Consider the following example. A Member makes the following two purchases:
-
Purchase 1: March 30, 2024
-
Purchase 2: July 1, 2025
Next, let’s say the RFM model’s initial run is executed on January 1, 2026. In this scoring run, the platform would identify Purchase 1 as this Member’s First Purchase Date, as this purchase represents the Member’s oldest purchase within the two-year period.
Later, the RFM model runs on April 1, 2026. As Purchase 1 now falls beyond the two-year lookback period, this purchase will no longer be considered in the model. Instead, the platform will assign Purchase 2 as the new First Purchase Date, as this purchase now represents the Member’s oldest purchase within the last two-years.
RFM Cohorts
The RFM model sorts eligible Members into different marketing cohorts based on the results of the model. A Member’s cohort assignment is populated within the RFM Segment Member Attribute, making it simple to create Segments that target a specific cohort.

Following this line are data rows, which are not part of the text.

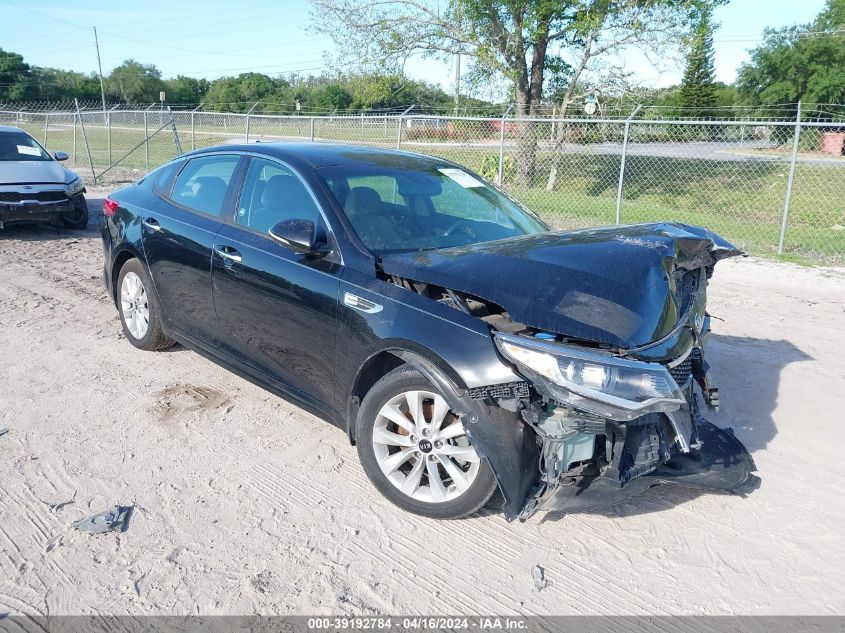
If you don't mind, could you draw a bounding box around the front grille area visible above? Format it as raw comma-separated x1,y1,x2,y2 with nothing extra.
0,191,67,203
468,382,530,400
669,354,692,387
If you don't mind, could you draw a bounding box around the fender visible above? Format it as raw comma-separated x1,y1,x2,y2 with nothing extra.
355,349,540,521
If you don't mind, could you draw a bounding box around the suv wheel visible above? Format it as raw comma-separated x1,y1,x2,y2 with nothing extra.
117,259,173,351
356,365,496,519
62,195,88,231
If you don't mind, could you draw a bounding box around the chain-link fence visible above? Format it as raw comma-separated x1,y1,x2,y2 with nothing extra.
0,109,845,265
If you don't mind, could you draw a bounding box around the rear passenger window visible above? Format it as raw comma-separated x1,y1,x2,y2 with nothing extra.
170,156,240,215
152,160,184,195
235,158,320,233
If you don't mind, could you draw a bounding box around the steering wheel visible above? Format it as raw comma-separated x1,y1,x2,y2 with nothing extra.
443,220,475,237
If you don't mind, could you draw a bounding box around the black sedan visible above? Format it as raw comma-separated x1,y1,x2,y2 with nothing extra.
102,144,757,519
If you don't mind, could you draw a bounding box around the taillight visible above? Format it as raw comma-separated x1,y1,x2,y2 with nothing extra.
103,198,120,218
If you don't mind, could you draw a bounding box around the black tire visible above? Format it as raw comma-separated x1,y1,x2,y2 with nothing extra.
116,259,175,352
355,365,496,519
62,194,88,231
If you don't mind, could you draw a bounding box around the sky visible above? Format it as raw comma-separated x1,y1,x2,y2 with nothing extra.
0,0,824,96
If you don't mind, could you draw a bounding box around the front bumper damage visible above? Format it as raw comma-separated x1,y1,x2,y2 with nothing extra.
454,338,760,520
0,188,85,229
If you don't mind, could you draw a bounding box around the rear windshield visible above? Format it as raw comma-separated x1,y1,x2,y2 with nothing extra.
0,132,53,162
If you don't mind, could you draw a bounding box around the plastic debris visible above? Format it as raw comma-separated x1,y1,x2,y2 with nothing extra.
73,506,133,534
531,565,549,591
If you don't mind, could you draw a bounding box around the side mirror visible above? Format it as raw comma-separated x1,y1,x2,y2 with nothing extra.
270,220,328,256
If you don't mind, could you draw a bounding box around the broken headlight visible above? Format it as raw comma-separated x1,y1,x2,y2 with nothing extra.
496,334,686,420
65,176,85,198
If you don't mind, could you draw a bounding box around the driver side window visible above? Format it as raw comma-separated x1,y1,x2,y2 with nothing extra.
235,158,320,233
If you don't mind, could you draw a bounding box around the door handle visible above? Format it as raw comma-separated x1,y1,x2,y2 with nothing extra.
214,246,241,262
343,292,384,314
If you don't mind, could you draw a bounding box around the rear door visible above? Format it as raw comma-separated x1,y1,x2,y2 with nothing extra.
212,157,340,409
140,154,242,344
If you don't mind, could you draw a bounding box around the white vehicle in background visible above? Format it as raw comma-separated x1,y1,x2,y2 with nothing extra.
0,126,88,229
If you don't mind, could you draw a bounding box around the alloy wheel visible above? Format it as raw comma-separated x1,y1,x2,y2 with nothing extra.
373,391,480,503
120,272,150,340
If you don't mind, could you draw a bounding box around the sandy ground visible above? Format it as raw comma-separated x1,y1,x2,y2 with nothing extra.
0,190,845,615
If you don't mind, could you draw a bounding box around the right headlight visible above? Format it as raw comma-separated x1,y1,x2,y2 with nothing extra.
496,334,686,420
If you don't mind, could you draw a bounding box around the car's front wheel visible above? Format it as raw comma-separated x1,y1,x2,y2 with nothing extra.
117,259,173,351
356,366,496,519
62,195,88,231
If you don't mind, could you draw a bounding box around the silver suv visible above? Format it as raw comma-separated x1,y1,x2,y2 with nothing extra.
0,126,88,229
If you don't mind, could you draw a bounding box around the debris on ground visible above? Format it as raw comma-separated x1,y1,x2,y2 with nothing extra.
531,565,549,591
73,506,133,534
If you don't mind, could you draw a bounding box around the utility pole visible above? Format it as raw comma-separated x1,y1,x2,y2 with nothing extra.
94,26,106,116
455,0,461,116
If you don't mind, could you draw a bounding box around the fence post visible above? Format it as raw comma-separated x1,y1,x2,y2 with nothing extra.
73,99,97,185
778,101,801,255
496,104,513,187
396,103,417,149
106,112,111,165
616,104,642,224
191,103,203,151
244,101,261,143
167,106,182,156
144,110,150,171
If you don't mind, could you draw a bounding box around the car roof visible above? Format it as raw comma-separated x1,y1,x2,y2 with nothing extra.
183,142,452,169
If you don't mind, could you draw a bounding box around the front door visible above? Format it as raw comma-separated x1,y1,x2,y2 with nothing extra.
141,154,241,343
212,158,340,409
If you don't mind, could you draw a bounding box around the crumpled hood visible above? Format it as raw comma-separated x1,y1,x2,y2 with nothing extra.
0,160,72,186
382,223,742,349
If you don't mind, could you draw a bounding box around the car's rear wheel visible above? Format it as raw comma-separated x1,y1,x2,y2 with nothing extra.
117,259,173,351
62,195,88,231
356,366,496,519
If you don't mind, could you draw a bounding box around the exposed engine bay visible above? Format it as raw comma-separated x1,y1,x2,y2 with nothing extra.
378,225,759,519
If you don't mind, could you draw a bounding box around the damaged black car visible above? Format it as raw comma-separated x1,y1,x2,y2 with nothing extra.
102,144,756,520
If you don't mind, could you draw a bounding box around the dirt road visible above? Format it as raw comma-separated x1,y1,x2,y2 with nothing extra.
0,195,845,615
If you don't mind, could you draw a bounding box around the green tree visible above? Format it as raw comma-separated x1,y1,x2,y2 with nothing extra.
737,0,845,116
312,0,721,186
164,75,211,104
678,11,717,117
106,59,164,103
205,73,288,112
0,48,36,101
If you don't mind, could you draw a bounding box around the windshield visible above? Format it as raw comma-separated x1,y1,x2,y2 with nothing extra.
317,164,548,255
0,132,53,161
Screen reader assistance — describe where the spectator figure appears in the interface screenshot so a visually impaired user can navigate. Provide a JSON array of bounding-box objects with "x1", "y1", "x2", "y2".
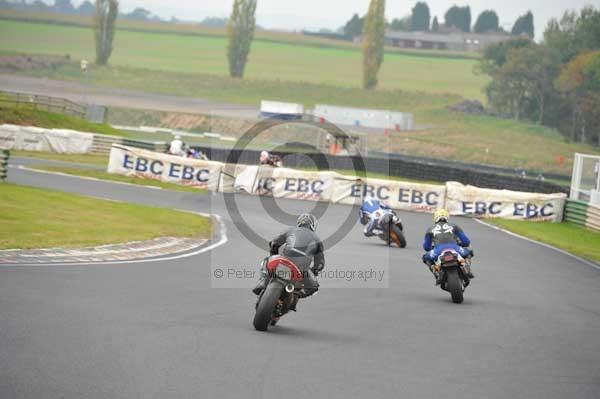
[
  {"x1": 187, "y1": 148, "x2": 209, "y2": 161},
  {"x1": 260, "y1": 151, "x2": 283, "y2": 168},
  {"x1": 169, "y1": 135, "x2": 186, "y2": 157}
]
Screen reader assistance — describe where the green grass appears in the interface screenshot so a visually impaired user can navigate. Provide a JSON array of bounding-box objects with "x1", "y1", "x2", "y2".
[
  {"x1": 0, "y1": 20, "x2": 600, "y2": 175},
  {"x1": 486, "y1": 219, "x2": 600, "y2": 262},
  {"x1": 10, "y1": 150, "x2": 108, "y2": 167},
  {"x1": 33, "y1": 166, "x2": 211, "y2": 194},
  {"x1": 0, "y1": 9, "x2": 480, "y2": 59},
  {"x1": 0, "y1": 97, "x2": 127, "y2": 136},
  {"x1": 0, "y1": 183, "x2": 212, "y2": 249},
  {"x1": 38, "y1": 65, "x2": 600, "y2": 175},
  {"x1": 0, "y1": 20, "x2": 487, "y2": 99}
]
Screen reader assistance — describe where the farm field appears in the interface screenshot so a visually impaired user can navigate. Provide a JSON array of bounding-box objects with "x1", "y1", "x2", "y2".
[{"x1": 0, "y1": 20, "x2": 487, "y2": 100}]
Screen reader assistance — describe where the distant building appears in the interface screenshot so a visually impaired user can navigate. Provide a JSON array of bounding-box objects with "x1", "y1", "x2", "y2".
[{"x1": 385, "y1": 31, "x2": 511, "y2": 51}]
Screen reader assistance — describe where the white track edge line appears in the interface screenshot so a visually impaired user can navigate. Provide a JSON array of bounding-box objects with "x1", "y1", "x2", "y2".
[{"x1": 474, "y1": 219, "x2": 600, "y2": 270}]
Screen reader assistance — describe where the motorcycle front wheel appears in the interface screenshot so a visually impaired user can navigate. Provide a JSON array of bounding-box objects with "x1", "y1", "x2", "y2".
[
  {"x1": 253, "y1": 283, "x2": 283, "y2": 331},
  {"x1": 391, "y1": 224, "x2": 406, "y2": 248}
]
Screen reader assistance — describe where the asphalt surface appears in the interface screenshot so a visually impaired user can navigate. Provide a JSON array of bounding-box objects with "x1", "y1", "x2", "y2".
[{"x1": 0, "y1": 169, "x2": 600, "y2": 399}]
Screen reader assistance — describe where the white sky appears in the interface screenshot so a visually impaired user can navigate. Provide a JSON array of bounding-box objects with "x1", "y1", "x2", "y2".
[{"x1": 64, "y1": 0, "x2": 600, "y2": 39}]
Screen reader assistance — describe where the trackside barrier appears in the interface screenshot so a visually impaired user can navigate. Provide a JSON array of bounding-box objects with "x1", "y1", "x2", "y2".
[
  {"x1": 0, "y1": 150, "x2": 10, "y2": 181},
  {"x1": 108, "y1": 144, "x2": 566, "y2": 222},
  {"x1": 564, "y1": 200, "x2": 600, "y2": 231}
]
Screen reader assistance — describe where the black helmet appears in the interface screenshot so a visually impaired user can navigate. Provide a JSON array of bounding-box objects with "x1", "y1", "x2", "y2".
[{"x1": 296, "y1": 213, "x2": 317, "y2": 231}]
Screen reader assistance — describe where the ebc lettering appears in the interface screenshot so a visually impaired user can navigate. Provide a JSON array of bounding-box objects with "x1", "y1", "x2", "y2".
[
  {"x1": 123, "y1": 154, "x2": 133, "y2": 169},
  {"x1": 256, "y1": 177, "x2": 275, "y2": 192},
  {"x1": 169, "y1": 163, "x2": 181, "y2": 179},
  {"x1": 135, "y1": 158, "x2": 148, "y2": 172},
  {"x1": 196, "y1": 169, "x2": 210, "y2": 183},
  {"x1": 150, "y1": 160, "x2": 163, "y2": 175}
]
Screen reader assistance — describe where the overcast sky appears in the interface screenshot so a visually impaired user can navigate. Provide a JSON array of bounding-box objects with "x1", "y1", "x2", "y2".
[{"x1": 73, "y1": 0, "x2": 600, "y2": 39}]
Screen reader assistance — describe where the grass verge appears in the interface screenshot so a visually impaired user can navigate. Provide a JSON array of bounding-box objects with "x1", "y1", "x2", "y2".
[
  {"x1": 0, "y1": 20, "x2": 488, "y2": 99},
  {"x1": 0, "y1": 183, "x2": 212, "y2": 249},
  {"x1": 10, "y1": 150, "x2": 108, "y2": 167},
  {"x1": 486, "y1": 219, "x2": 600, "y2": 262},
  {"x1": 0, "y1": 102, "x2": 128, "y2": 137},
  {"x1": 32, "y1": 165, "x2": 206, "y2": 194},
  {"x1": 15, "y1": 64, "x2": 600, "y2": 174}
]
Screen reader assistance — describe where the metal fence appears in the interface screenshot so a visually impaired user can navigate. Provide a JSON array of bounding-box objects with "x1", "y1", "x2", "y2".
[
  {"x1": 564, "y1": 200, "x2": 600, "y2": 231},
  {"x1": 0, "y1": 150, "x2": 10, "y2": 181},
  {"x1": 193, "y1": 146, "x2": 568, "y2": 194},
  {"x1": 0, "y1": 91, "x2": 87, "y2": 118}
]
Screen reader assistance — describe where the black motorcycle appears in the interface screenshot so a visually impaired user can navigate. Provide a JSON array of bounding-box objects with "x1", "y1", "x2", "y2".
[
  {"x1": 380, "y1": 212, "x2": 406, "y2": 248},
  {"x1": 254, "y1": 255, "x2": 304, "y2": 331},
  {"x1": 433, "y1": 249, "x2": 471, "y2": 303}
]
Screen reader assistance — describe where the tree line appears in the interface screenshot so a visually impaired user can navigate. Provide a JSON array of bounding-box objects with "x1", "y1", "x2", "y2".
[
  {"x1": 477, "y1": 6, "x2": 600, "y2": 146},
  {"x1": 341, "y1": 1, "x2": 534, "y2": 40}
]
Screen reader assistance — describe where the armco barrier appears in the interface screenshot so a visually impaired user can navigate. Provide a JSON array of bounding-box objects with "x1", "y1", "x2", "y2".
[
  {"x1": 92, "y1": 134, "x2": 168, "y2": 155},
  {"x1": 564, "y1": 200, "x2": 600, "y2": 230},
  {"x1": 194, "y1": 146, "x2": 568, "y2": 194},
  {"x1": 108, "y1": 144, "x2": 566, "y2": 222}
]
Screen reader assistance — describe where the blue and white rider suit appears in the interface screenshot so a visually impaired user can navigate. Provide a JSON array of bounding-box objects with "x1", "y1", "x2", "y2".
[
  {"x1": 423, "y1": 221, "x2": 472, "y2": 263},
  {"x1": 358, "y1": 197, "x2": 393, "y2": 237}
]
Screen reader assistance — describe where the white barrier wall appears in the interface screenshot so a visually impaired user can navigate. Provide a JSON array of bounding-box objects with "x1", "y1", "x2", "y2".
[
  {"x1": 332, "y1": 175, "x2": 446, "y2": 212},
  {"x1": 313, "y1": 104, "x2": 414, "y2": 130},
  {"x1": 0, "y1": 125, "x2": 94, "y2": 154},
  {"x1": 108, "y1": 144, "x2": 224, "y2": 191},
  {"x1": 108, "y1": 144, "x2": 566, "y2": 222},
  {"x1": 446, "y1": 182, "x2": 567, "y2": 222}
]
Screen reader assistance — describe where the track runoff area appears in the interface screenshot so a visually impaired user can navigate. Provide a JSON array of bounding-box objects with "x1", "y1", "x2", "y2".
[{"x1": 0, "y1": 149, "x2": 600, "y2": 398}]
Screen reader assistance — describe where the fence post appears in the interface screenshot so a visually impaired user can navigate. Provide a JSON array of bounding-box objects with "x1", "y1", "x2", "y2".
[{"x1": 0, "y1": 150, "x2": 10, "y2": 182}]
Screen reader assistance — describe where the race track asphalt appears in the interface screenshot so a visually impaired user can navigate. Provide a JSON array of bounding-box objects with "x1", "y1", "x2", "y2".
[{"x1": 0, "y1": 168, "x2": 600, "y2": 399}]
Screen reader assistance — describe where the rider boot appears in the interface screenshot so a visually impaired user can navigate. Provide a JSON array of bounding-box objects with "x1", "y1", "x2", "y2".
[
  {"x1": 463, "y1": 256, "x2": 475, "y2": 279},
  {"x1": 252, "y1": 257, "x2": 269, "y2": 295},
  {"x1": 423, "y1": 254, "x2": 441, "y2": 285},
  {"x1": 252, "y1": 278, "x2": 267, "y2": 295}
]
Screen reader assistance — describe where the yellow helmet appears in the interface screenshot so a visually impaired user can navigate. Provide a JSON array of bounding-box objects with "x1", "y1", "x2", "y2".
[{"x1": 433, "y1": 209, "x2": 450, "y2": 223}]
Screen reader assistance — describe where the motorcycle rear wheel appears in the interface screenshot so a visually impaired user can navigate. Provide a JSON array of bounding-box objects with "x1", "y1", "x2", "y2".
[
  {"x1": 446, "y1": 269, "x2": 464, "y2": 303},
  {"x1": 253, "y1": 283, "x2": 283, "y2": 331},
  {"x1": 391, "y1": 224, "x2": 406, "y2": 248}
]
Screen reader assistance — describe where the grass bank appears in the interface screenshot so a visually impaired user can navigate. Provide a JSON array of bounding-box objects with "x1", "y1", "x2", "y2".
[
  {"x1": 10, "y1": 151, "x2": 108, "y2": 167},
  {"x1": 0, "y1": 183, "x2": 212, "y2": 249},
  {"x1": 0, "y1": 102, "x2": 127, "y2": 136},
  {"x1": 0, "y1": 19, "x2": 488, "y2": 99},
  {"x1": 486, "y1": 219, "x2": 600, "y2": 262}
]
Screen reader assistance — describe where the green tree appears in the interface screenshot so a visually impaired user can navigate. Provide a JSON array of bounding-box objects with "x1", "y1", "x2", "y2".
[
  {"x1": 227, "y1": 0, "x2": 257, "y2": 78},
  {"x1": 544, "y1": 6, "x2": 600, "y2": 63},
  {"x1": 344, "y1": 14, "x2": 365, "y2": 39},
  {"x1": 444, "y1": 6, "x2": 471, "y2": 32},
  {"x1": 476, "y1": 37, "x2": 532, "y2": 78},
  {"x1": 510, "y1": 11, "x2": 535, "y2": 39},
  {"x1": 431, "y1": 16, "x2": 440, "y2": 32},
  {"x1": 363, "y1": 0, "x2": 387, "y2": 89},
  {"x1": 410, "y1": 1, "x2": 431, "y2": 31},
  {"x1": 473, "y1": 10, "x2": 498, "y2": 33},
  {"x1": 94, "y1": 0, "x2": 119, "y2": 65},
  {"x1": 390, "y1": 15, "x2": 411, "y2": 31},
  {"x1": 557, "y1": 51, "x2": 600, "y2": 145}
]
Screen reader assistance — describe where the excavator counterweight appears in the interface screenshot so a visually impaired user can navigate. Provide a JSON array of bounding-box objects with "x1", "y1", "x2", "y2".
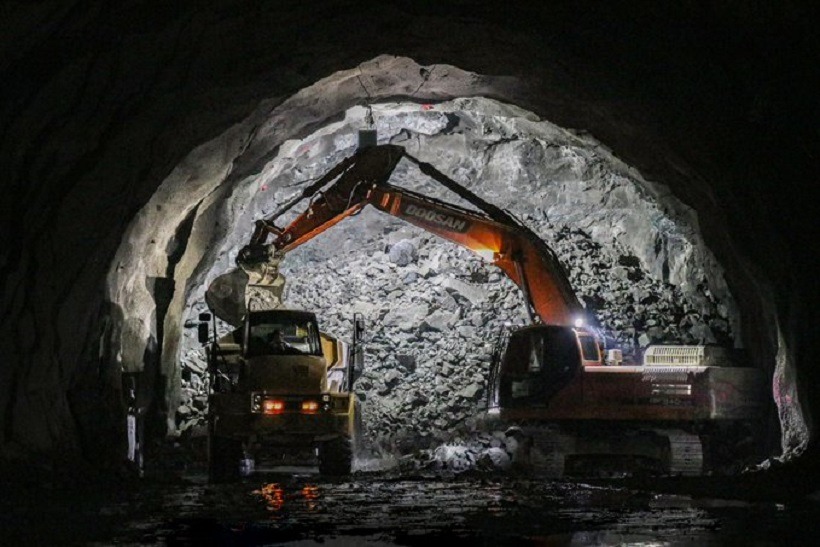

The following table lists the standard RFM cohorts, their eligibility requirements, and their suggested use cases.
|
Cohort |
R-score |
F-score |
M-score |
Description |
Use Cases |
|---|---|---|---|---|---|
|
VIP |
4-5 |
3-5 |
5 |
Best customers; high spend, frequent purchases, recent activity |
Premium Offers, loyalty program perks |
|
Loyal |
4-5 |
3-5 |
3-4 |
Good regulars; consistent purchases, mid / upper spend |
Retention and cross-sell |
|
Value Seeker |
4-5 |
3-5 |
1-2 |
Regulars, but lower spend thresholds |
Boost spend with minimum purchase amounts to earn bonuses or target promotions for adjacent higher value products |
|
Potential |
3 |
3-5 |
1-5 |
Recent and somewhat active buyers |
Target personalized Offers to boost next purchase conversion to move up to Loyal / VIP cohorts |
|
New |
5 |
1-2 |
1-5 |
First-time or early buyers |
Onboarding / welcome Offers |
|
Occasional |
3-4 |
1-2 |
1-5 |
Somewhat recent, but low frequency buyers |
Nurture with seasonal promotions and other frequency-boosting engagement e.g. cross-sell promotions for items/categories previously purchased |
|
At-risk |
2 |
3-5 |
1-5 |
Historically frequent customers, but not recent |
Ideal for win-back or re-engagement |
|
Win-back |
1 |
3-5 |
1-5 |
High value historically, but lost recency |
Reactivation campaigns |
|
Churned |
1-2 |
1-2 |
1-5 |
Low recency / frequency / spend; minimal engagement or “cold” list |
Suppression or reactivation only |
In addition to the above cohorts, the RFM Model also randomly assigns ten percent of the eligible Members into a Control Group. These Members can be identified by looking for a value of True in the ML Control Group Member Attribute. Control Groups can be used for testing purposes, and for measuring the lift or engagement achieved by a marketing campaign.